- 5 spray(s) cooking spray
- 6 cup(s) uncooked butternut squash, cubed
- 2 cup(s), chopped uncooked onion(s), or diced
- 2 cup(s) uncooked carrot(s), diced
- 2 cup(s) uncooked celery, diced
- 1 tsp kosher salt, divided
- 1/4 tsp black pepper, divided
- 2 Tbsp fresh sage, chopped, divided
- 2 tsp minced garlic
- 1 pinch crushed red pepper flakes
- 4 cup(s) reduced sodium canned chicken broth
- 4 cup(s) uncooked kale, baby variety
- 1 tsp fresh lemon juice
- 1/4 cup(s) fresh parsley, chopped
Preheat oven to 425°F. Line a baking pan with parchment paper.
Spread squash in an even layer on prepared pan and coat lightly with cooking spray; season with 1/2 tsp salt and 1/8 tsp black pepper. Roast until lightly browned, stirring once halfway through, about 30 minutes.

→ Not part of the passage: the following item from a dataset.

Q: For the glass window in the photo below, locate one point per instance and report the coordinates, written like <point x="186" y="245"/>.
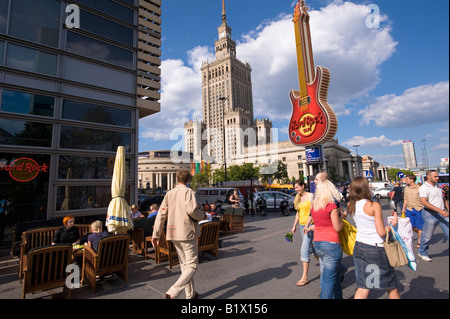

While squash roasts, coat a large soup pot with cooking spray; heat over medium heat. Add onion, carrot and celery; season with remaining 1/2 tsp salt and 1/8 tsp black pepper. Cook, stirring frequently, until vegetables soften, 8-10 minutes. Add 1 Tbsp sage, garlic and red pepper flakes; cook, stirring a few times, 1 minute. Stir in broth and increase heat to high; bring to a boil. Reduce heat to medium-low; simmer, covered, 10 minutes.
Stir in kale, roasted squash, remaining 1 Tbsp sage and lemon juice; serve garnished with parsley.